In his final point of error, appellant argues that a similar limiting instruction should have been included in the charge on punishment. Appellant contends that the trial court committed reversible error when it overruled his requested limiting instruction. We disagree. The trial court properly charged the jury on punishment. See TEX.CODE CRIM.PRO. ANN. art. 37.07 (Vernon 1981 & Supp.1993). The nineteenth point of error is overruled.
The judgment of the trial court is affirmed.
. Appellant was convicted in a prior trial in 1982. The conviction was reversed and remanded by the 14th District Court of Appeals on December 19, 1985. The present conviction was the result of a 1988 trial.
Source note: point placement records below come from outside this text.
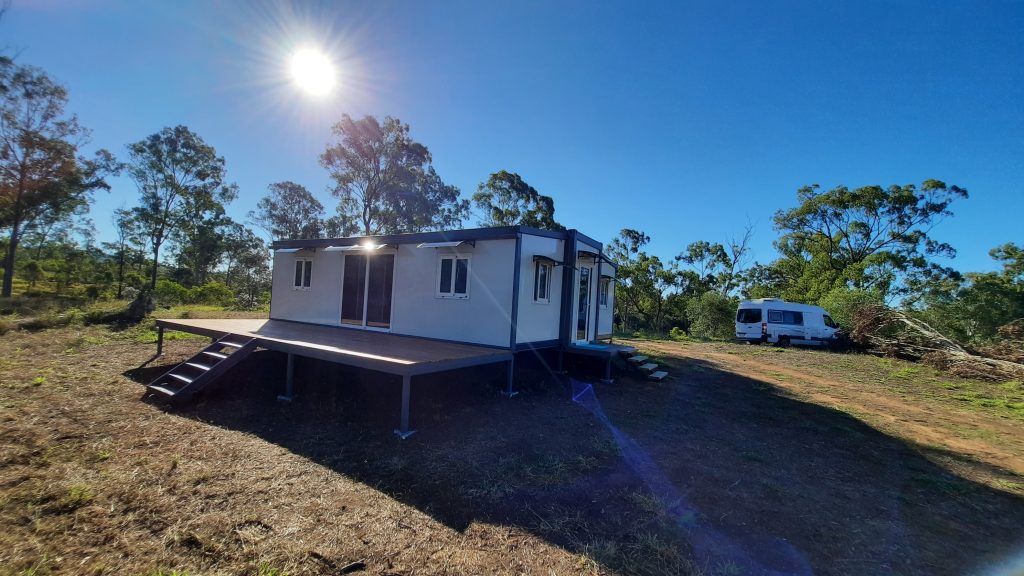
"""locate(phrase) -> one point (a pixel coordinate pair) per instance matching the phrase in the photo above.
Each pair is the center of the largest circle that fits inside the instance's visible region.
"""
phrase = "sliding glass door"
(366, 290)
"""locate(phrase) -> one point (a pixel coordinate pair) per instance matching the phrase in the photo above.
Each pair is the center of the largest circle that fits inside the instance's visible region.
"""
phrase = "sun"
(312, 72)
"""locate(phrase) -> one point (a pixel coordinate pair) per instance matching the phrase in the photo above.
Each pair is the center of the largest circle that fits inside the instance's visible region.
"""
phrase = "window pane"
(461, 275)
(749, 316)
(796, 318)
(352, 289)
(379, 290)
(445, 286)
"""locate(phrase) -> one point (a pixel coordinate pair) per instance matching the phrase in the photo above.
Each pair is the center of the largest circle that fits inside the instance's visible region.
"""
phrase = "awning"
(354, 247)
(546, 259)
(446, 244)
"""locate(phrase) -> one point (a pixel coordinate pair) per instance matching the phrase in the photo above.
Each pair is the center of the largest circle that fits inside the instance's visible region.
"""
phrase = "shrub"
(842, 303)
(712, 316)
(216, 293)
(169, 292)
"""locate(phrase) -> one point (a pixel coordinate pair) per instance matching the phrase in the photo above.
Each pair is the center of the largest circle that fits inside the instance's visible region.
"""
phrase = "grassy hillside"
(747, 456)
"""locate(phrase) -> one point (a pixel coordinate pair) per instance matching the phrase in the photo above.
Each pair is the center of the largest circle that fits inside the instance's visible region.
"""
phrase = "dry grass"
(95, 480)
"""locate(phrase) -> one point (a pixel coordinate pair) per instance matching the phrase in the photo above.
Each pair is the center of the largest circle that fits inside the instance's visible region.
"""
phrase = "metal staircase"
(650, 368)
(197, 372)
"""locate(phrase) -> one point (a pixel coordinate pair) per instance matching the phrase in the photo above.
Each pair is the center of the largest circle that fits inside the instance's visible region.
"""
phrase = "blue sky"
(685, 120)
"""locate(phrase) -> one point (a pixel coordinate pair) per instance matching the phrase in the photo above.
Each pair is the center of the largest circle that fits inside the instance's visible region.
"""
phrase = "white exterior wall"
(321, 303)
(482, 318)
(539, 321)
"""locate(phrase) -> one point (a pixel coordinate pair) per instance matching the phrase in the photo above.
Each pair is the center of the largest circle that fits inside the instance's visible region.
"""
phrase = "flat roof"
(384, 352)
(466, 235)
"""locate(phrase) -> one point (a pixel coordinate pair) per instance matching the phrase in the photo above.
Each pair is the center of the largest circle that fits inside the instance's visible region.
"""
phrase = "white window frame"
(547, 279)
(452, 294)
(603, 291)
(308, 262)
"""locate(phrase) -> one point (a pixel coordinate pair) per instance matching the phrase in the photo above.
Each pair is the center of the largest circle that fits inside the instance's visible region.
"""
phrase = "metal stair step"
(162, 389)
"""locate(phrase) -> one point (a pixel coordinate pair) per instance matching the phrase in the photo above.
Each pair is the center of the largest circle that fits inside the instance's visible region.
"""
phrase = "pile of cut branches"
(885, 331)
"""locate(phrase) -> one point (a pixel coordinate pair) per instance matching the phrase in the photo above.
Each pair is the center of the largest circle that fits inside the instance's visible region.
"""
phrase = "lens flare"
(312, 72)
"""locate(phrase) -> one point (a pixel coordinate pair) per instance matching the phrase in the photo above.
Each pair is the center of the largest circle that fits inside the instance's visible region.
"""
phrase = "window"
(303, 274)
(453, 277)
(542, 282)
(785, 317)
(749, 316)
(605, 287)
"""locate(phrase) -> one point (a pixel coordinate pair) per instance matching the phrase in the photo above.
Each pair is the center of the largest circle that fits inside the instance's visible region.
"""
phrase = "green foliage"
(385, 180)
(507, 200)
(44, 180)
(869, 239)
(180, 179)
(212, 293)
(712, 316)
(289, 211)
(169, 292)
(974, 313)
(842, 303)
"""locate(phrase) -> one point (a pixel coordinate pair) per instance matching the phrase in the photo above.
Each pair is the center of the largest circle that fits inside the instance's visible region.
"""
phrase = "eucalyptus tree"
(384, 179)
(179, 177)
(507, 200)
(42, 177)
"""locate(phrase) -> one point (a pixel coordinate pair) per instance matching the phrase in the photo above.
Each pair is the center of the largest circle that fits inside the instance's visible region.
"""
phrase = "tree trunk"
(8, 265)
(156, 264)
(121, 273)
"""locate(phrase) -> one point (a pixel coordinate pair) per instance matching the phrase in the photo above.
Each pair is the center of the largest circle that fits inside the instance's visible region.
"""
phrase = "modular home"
(514, 287)
(416, 303)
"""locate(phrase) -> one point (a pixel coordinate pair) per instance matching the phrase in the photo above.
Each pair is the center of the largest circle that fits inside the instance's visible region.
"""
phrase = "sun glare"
(312, 72)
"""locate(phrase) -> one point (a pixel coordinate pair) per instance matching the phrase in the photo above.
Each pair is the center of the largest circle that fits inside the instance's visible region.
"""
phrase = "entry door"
(583, 305)
(366, 290)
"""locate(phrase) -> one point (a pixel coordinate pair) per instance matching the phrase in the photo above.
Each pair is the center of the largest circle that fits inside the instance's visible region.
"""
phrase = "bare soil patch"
(723, 467)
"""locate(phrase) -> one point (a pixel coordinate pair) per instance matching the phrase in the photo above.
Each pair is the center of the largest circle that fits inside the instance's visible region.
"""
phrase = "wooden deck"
(393, 354)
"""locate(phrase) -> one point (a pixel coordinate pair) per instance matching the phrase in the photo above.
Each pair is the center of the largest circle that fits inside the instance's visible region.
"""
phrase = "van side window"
(785, 317)
(749, 316)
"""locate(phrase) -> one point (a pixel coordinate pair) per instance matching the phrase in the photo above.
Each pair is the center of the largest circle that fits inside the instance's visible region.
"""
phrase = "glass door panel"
(379, 290)
(353, 289)
(583, 309)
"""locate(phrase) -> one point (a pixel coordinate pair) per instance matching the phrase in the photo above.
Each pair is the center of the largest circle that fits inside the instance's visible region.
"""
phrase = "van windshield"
(749, 316)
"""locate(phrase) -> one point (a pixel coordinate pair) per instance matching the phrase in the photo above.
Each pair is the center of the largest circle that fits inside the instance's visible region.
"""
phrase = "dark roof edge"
(500, 233)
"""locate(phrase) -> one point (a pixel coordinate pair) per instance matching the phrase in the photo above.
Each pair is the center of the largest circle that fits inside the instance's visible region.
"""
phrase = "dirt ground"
(748, 460)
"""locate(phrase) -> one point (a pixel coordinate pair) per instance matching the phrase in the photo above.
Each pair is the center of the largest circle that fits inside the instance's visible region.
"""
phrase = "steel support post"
(403, 432)
(289, 380)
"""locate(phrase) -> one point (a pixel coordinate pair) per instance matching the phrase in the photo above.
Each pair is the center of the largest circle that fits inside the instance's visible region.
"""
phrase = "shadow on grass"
(710, 472)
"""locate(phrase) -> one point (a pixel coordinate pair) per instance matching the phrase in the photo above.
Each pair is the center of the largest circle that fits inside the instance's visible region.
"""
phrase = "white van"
(778, 322)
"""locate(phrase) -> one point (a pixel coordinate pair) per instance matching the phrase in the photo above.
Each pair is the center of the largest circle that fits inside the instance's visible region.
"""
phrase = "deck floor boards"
(379, 351)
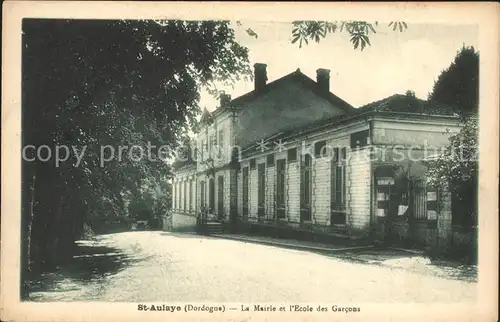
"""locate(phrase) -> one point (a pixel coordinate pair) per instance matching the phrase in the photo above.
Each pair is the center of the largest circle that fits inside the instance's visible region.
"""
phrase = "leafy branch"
(359, 31)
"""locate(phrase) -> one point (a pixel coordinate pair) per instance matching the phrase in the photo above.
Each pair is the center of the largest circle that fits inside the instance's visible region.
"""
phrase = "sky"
(394, 63)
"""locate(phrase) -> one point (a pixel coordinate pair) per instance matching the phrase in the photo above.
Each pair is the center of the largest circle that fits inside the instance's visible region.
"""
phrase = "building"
(292, 154)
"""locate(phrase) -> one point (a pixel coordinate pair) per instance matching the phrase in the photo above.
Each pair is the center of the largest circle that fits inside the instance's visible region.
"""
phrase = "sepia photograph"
(246, 165)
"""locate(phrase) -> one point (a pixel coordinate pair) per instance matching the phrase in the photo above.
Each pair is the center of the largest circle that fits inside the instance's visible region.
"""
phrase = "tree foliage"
(96, 83)
(458, 86)
(359, 31)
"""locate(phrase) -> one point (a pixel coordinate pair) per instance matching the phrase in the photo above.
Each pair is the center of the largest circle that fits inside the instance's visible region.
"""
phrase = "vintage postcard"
(249, 161)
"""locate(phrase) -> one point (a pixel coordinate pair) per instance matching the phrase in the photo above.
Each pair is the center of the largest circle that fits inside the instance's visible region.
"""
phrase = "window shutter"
(292, 155)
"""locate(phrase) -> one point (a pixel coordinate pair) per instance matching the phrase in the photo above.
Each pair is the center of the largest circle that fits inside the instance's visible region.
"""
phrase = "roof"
(408, 104)
(205, 116)
(180, 164)
(297, 76)
(395, 105)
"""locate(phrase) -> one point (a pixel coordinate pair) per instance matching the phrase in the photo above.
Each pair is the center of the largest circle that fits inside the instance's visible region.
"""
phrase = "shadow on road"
(91, 264)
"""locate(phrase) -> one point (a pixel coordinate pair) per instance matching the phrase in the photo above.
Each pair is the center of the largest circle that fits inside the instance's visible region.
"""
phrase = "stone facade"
(299, 114)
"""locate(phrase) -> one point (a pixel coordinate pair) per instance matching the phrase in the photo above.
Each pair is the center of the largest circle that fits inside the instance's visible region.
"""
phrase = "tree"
(100, 83)
(359, 31)
(458, 86)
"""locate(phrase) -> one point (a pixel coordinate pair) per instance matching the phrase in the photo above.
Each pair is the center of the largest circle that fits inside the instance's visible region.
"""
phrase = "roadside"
(394, 258)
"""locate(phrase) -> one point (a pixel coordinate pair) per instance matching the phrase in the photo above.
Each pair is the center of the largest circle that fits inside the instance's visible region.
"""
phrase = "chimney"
(224, 99)
(323, 79)
(260, 75)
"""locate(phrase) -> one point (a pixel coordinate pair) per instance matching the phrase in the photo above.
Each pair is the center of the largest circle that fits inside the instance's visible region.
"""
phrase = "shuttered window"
(280, 188)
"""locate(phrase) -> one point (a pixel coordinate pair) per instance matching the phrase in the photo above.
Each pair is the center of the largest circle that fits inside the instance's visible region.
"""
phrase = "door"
(261, 200)
(280, 188)
(305, 189)
(245, 193)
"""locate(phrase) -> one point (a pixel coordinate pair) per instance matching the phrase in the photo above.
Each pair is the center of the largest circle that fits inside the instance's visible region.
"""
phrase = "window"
(338, 186)
(174, 195)
(270, 160)
(280, 188)
(292, 155)
(245, 193)
(179, 199)
(202, 153)
(320, 149)
(261, 184)
(184, 196)
(305, 189)
(211, 194)
(213, 144)
(220, 196)
(360, 139)
(190, 195)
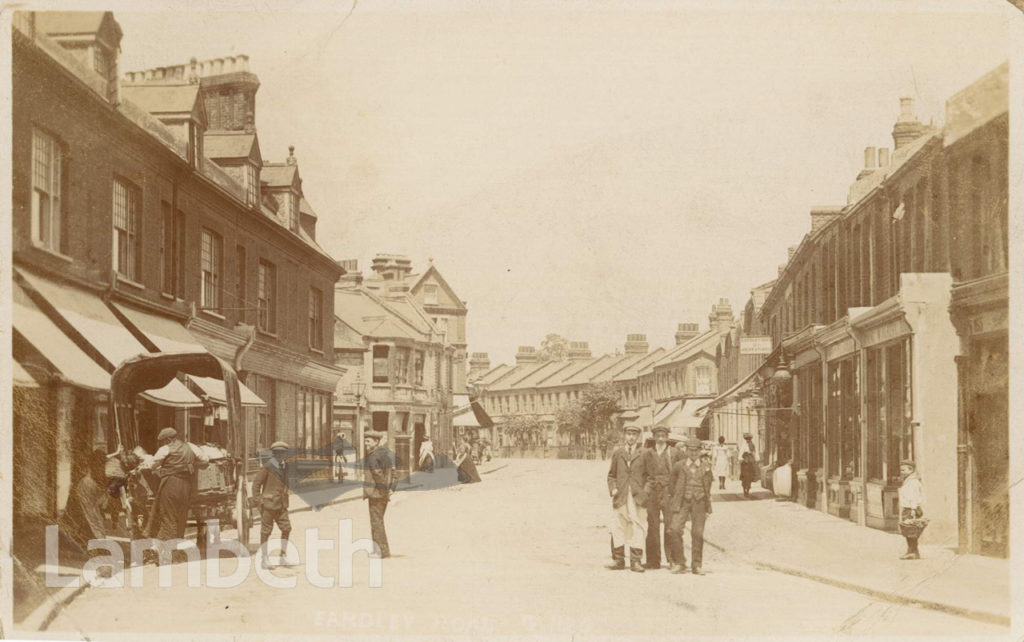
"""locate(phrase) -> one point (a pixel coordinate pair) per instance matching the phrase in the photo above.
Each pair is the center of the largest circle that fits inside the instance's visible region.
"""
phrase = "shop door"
(990, 447)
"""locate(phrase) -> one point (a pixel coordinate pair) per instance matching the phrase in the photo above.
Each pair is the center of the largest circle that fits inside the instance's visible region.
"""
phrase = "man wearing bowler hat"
(660, 457)
(627, 479)
(270, 488)
(377, 485)
(175, 463)
(689, 499)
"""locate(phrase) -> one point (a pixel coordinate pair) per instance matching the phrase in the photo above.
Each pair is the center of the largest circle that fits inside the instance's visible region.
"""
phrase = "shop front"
(980, 310)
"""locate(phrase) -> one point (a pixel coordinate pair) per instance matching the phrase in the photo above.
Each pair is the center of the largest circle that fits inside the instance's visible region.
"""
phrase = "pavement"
(806, 543)
(524, 552)
(36, 604)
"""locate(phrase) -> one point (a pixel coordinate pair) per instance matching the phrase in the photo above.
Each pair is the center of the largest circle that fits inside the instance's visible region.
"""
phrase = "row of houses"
(659, 387)
(147, 218)
(888, 334)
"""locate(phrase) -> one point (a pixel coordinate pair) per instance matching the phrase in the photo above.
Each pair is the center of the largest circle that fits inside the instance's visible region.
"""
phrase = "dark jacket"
(683, 486)
(628, 473)
(379, 478)
(659, 467)
(270, 486)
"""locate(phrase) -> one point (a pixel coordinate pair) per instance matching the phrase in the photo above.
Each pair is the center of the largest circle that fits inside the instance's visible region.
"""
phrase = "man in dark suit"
(270, 489)
(689, 499)
(378, 484)
(627, 479)
(660, 457)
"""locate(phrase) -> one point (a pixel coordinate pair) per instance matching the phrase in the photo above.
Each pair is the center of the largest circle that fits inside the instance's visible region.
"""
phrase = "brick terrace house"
(128, 238)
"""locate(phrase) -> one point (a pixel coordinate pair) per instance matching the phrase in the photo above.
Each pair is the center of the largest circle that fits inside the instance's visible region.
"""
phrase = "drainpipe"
(964, 512)
(243, 349)
(823, 475)
(861, 375)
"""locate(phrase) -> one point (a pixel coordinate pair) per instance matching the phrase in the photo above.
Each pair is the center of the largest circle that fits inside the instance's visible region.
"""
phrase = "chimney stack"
(579, 350)
(721, 315)
(685, 332)
(637, 344)
(391, 266)
(821, 216)
(479, 362)
(869, 160)
(526, 354)
(907, 127)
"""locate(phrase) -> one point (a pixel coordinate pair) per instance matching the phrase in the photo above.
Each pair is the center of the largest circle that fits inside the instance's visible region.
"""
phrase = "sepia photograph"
(452, 318)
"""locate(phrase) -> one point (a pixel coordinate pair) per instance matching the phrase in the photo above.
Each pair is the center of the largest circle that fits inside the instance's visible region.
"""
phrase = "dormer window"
(251, 180)
(290, 211)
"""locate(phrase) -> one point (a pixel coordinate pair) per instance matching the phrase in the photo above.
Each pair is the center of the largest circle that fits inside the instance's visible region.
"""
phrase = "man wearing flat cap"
(627, 480)
(270, 489)
(660, 457)
(175, 463)
(378, 484)
(689, 500)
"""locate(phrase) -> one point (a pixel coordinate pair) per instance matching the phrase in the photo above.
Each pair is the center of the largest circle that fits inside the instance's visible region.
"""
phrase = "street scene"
(472, 321)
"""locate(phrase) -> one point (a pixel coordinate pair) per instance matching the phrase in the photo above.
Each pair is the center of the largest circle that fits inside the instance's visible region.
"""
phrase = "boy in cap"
(270, 487)
(378, 485)
(689, 499)
(660, 457)
(627, 480)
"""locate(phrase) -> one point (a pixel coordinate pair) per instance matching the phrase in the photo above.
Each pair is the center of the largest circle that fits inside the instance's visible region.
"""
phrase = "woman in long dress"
(467, 469)
(720, 458)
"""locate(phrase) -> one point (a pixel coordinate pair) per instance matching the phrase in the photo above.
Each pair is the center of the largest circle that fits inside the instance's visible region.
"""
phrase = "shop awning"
(214, 388)
(166, 334)
(88, 315)
(36, 328)
(20, 377)
(680, 415)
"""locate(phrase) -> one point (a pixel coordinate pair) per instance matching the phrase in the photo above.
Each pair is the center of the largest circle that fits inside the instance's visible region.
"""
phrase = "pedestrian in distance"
(464, 463)
(689, 500)
(378, 486)
(270, 490)
(911, 516)
(660, 457)
(175, 464)
(748, 472)
(339, 457)
(720, 458)
(627, 481)
(427, 455)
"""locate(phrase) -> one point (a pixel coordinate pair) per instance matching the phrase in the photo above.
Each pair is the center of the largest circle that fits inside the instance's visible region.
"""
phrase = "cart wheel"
(242, 519)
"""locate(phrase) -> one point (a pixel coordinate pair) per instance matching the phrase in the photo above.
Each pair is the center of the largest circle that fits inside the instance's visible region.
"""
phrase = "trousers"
(656, 512)
(377, 508)
(690, 510)
(270, 516)
(629, 526)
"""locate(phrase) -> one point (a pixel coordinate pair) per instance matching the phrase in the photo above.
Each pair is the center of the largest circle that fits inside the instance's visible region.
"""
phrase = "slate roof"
(227, 144)
(162, 98)
(278, 174)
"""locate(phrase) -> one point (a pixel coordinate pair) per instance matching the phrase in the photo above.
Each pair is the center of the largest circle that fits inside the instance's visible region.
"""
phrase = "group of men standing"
(652, 485)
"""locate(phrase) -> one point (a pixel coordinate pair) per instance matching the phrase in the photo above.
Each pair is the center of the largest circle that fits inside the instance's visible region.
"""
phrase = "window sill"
(54, 253)
(128, 282)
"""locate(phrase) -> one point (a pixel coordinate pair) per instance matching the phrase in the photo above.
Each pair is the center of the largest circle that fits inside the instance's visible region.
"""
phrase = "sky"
(592, 172)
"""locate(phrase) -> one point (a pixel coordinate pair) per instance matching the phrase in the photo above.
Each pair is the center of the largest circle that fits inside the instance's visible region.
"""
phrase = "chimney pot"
(869, 158)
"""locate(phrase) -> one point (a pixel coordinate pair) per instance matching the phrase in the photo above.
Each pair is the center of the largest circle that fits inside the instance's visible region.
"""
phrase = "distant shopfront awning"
(214, 388)
(680, 415)
(86, 316)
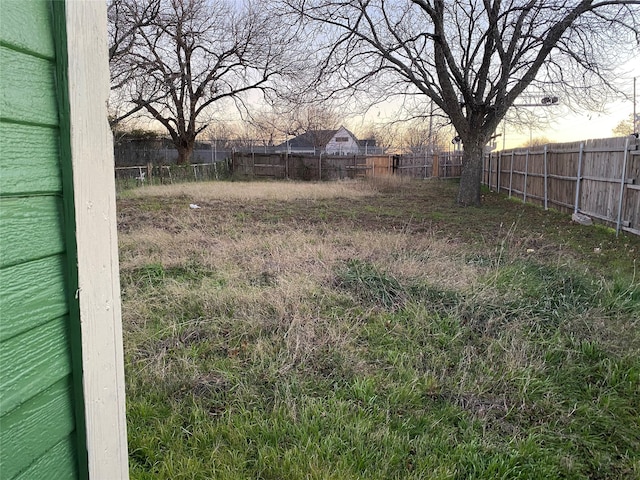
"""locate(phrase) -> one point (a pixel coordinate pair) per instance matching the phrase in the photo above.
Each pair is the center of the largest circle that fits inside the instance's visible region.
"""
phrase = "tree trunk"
(184, 153)
(471, 179)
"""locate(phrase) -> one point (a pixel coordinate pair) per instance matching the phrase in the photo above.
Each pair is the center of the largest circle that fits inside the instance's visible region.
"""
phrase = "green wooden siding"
(37, 412)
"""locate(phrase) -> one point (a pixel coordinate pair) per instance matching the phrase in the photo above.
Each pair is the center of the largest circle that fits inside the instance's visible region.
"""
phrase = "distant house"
(330, 142)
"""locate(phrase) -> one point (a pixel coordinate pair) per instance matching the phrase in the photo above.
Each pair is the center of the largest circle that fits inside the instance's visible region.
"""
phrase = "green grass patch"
(428, 342)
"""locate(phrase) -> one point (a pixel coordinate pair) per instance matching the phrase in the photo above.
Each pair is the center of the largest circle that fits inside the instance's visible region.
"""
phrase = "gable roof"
(310, 139)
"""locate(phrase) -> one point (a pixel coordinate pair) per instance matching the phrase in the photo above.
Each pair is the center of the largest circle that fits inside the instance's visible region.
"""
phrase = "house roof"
(311, 139)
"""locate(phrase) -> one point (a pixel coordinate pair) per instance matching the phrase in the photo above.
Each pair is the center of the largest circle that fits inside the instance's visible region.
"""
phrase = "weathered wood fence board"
(599, 178)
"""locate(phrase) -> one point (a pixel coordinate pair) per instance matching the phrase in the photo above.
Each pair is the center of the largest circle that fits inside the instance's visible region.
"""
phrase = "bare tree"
(189, 55)
(624, 127)
(472, 58)
(289, 118)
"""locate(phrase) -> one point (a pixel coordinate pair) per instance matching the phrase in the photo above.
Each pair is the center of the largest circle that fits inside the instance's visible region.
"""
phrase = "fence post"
(622, 183)
(579, 178)
(498, 171)
(546, 189)
(526, 171)
(511, 173)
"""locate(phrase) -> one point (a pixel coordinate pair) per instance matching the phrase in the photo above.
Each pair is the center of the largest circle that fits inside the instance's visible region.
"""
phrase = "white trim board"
(96, 235)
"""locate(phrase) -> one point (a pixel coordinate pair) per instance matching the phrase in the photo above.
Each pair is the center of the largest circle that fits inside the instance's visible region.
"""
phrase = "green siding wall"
(37, 427)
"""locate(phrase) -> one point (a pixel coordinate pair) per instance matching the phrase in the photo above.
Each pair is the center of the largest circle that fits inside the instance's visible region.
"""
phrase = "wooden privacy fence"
(330, 167)
(598, 178)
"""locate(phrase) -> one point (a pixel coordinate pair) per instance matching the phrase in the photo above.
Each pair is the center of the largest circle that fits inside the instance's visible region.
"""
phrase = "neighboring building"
(62, 394)
(329, 142)
(342, 142)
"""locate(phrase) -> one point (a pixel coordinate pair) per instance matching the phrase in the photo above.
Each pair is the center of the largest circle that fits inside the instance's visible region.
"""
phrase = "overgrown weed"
(374, 343)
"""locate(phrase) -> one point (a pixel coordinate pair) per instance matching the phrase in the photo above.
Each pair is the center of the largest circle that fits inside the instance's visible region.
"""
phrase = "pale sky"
(587, 125)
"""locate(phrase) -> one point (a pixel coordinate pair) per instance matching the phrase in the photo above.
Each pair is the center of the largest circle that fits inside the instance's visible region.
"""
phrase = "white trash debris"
(582, 219)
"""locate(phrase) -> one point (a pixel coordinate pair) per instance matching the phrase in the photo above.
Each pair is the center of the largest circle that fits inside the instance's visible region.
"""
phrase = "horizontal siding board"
(32, 294)
(31, 96)
(57, 463)
(18, 18)
(32, 362)
(32, 429)
(30, 228)
(29, 159)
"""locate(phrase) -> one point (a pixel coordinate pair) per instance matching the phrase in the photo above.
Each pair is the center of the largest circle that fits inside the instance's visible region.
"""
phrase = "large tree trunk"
(471, 179)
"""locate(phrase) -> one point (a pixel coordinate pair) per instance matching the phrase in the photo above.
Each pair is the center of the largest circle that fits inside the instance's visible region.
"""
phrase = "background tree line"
(464, 63)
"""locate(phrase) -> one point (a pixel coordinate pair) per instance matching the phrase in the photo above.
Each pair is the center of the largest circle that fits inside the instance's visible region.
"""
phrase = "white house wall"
(350, 147)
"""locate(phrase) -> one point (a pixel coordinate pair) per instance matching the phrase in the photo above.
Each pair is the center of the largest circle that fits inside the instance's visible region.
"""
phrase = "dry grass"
(369, 331)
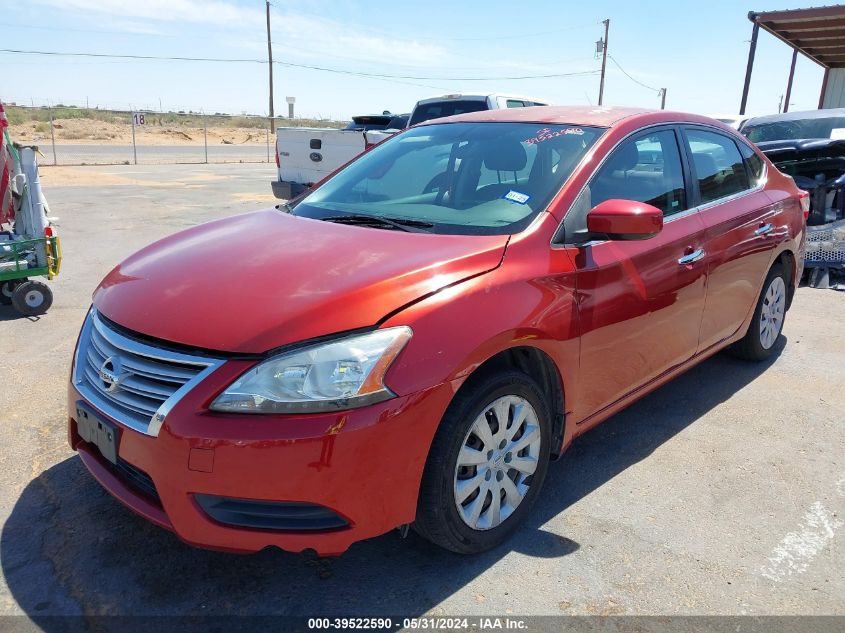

. In its opinion, the Court of Criminal Appeals relied upon and quoted extensively from a November 8, 1982, pre-trial hearing. The record of that hearing clearly showed that jeopardy had not attached because the present aggravated robbery charge was dismissed or abandoned with the trial court’s permission before the jury was impaneled and sworn. The record of the November 8, 1982, pre-trial hearing has never been a part of the appellate record before this court. It was not filed or urged by any of the parties before we decided our original opinion in which we held that the record before us showed that jeopardy had attached. It was not included in the record returned to this court from the Court of Criminal Appeals, and it has not been filed with this court since the case was remanded.
. Jonathan L. Lemell and appellant were tried together. Lemell has also perfected an appeal. LemelTs conviction is affirmed this same date in an unpublished opinion. Lemell v. State, No. 11-88-150-CR (Tex.App. — Eastland, December 16, 1993).
. Calvin was appellant's younger brother.
. Batson v. Kentucky, 476 U.S. 79, 106 S.Ct. 1712, 90 L.Ed.2d 69 (1986).